A l’occasion de la deuxième journée mondiale contre la traite des êtres humains

Célébration de la deuxième journée mondiale contre la traite des êtres humains 30 juillet 2015

Note pour la presse

Célébration de la deuxième journée mondiale contre la traite des êtres humains

 30 juillet 2015

A l’occasion de la deuxième journée mondiale contre la traite des êtres humains, l’Observatoire Haïtien sur la Traite et le Trafic de personnes dénonce toute les organisations criminelles qui utilisent la pauvreté et la vulnérabilité des personnes pour faire des sources de revenus. Plus de 130 pays dans le monde sont touchés par la traite et le trafic et 2,5 millions de personnes sont victimes. Hommes, femmes et enfants tombent aux mains de trafiquants dans leur pays et à l’étranger. Tous les États sont affectés par la traite des êtres humains, que ce soit un pays d’origine, de transit ou de destination des victimes.

Chaque année, environ 500 000 personnes, en particulier des femmes et enfants, sont recrutées et exploitées en Europe de diverses manières : exploitation sexuelle, travail et mendicité forcés, esclavage domestique, ou encore incitation à commettre des délits. La traite des êtres humains est un crime grave : selon l’Organisation des Nations Unies (ONU), elle constituerait la troisième forme de trafic la plus répandue dans le monde, après le trafic de drogues et le trafic d’armes avec 32 milliards de dollars par ans.
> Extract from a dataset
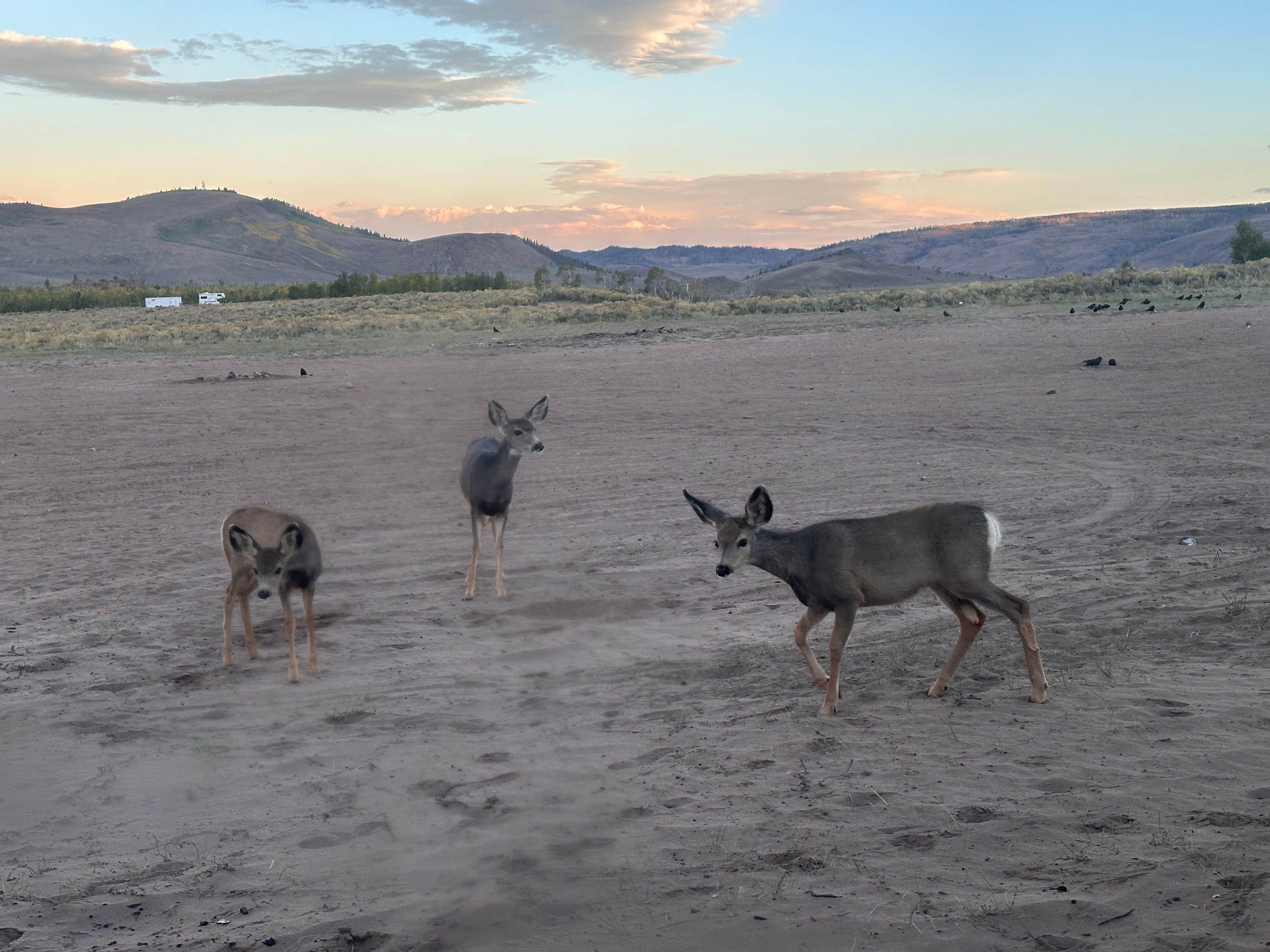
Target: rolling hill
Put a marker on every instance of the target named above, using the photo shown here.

Les femmes et les filles représentent 80 %, et les enfants entre 20 et 25 % des victimes. La traite des enfants a lieu dans toutes les régions du monde et dans certains pays, c’est la forme de traite la plus courante. L’exploitation sexuelle représente environ 80 % des cas connus. Selon les spécialistes, la traite aux fins du travail forcé est un phénomène largement sous-estimé, ou alors fait et le plus souvent fait l’objet de poursuites au titre d’autres infractions. Dans 30 % des pays où l’on dispose de données sur le sexe des auteurs de la traite, les personnes condamnées pour des infractions liées à la traite sont majoritairement des femmes (UNODC, 2009).
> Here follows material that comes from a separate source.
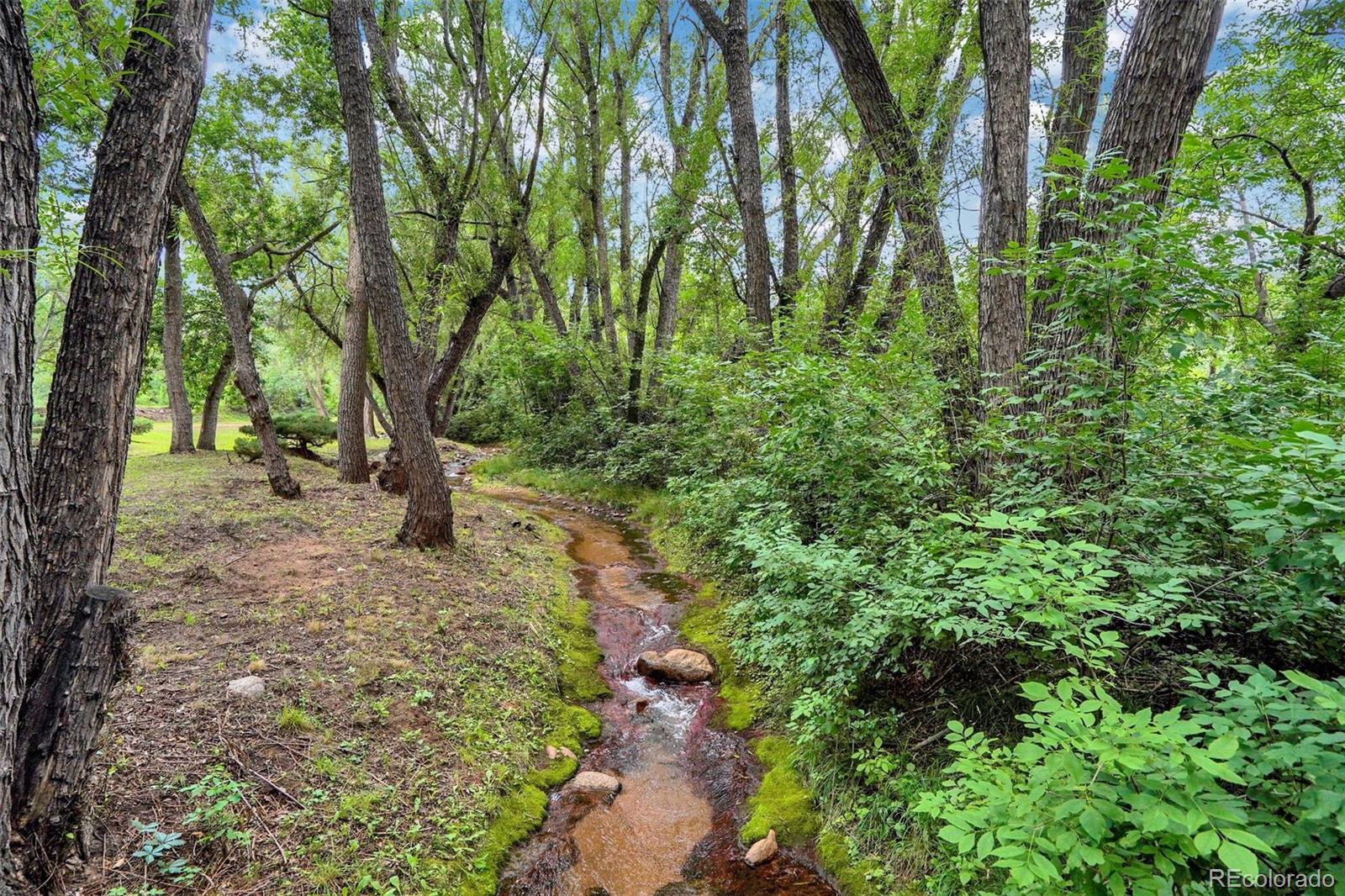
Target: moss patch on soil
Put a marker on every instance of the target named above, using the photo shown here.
(409, 694)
En 2010, l’Assemblée générale des Nations Unies a adopté le Plan d’action mondial pour la lutte contre la traite des personnes, exhortant les gouvernements à prendre des mesures concertées et concrètes pour contrer ce fléau. Le Plan a pour objectif  d’intégrer la lutte contre la traite des personnes aux programmes élargis de l’ONU afin d’accélérer le développement et renforcer la sécurité mondiale.
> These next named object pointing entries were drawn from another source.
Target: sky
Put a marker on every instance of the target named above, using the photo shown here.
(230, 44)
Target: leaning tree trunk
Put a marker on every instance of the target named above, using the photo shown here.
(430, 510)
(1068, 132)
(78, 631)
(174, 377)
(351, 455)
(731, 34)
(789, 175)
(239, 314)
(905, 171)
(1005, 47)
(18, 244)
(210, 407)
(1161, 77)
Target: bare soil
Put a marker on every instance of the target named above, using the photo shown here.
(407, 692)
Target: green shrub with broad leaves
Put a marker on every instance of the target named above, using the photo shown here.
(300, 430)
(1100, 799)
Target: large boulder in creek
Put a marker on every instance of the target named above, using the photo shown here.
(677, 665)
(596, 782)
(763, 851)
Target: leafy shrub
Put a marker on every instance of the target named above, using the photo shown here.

Le 18 décembre 2013, l’Assemblée générale a tenu une réunion de haut niveau pour évaluer le Plan d’action mondial. Les États Membres ont également adopté la résolution 68/192 et proclamé le 30 juillet « Journée mondiale de la dignité des victimes de la traite des êtres humains ». L’objectif de cette journée est de faire connaitre la situation des victimes de la traite humaine, promouvoir et protéger leurs droits.

 

Haïti est un pays d’origine, de transit et de destination pour les hommes, les femmes et les enfants victimes de la traite des personnes à des fins de travail forcé et d’exploitation sexuelle. La majorité des cas de traite des personnes en Haïti concernent les quelque 150 000 à 500 000 enfants en servitude domestique chez des particuliers à travers tout le pays. En plus d’être soumis au travail forcé, ces enfants sont vulnérables à des châtiments corporels, des agressions sexuelles et d’autres sévices par des membres des familles chez qui ils habitent.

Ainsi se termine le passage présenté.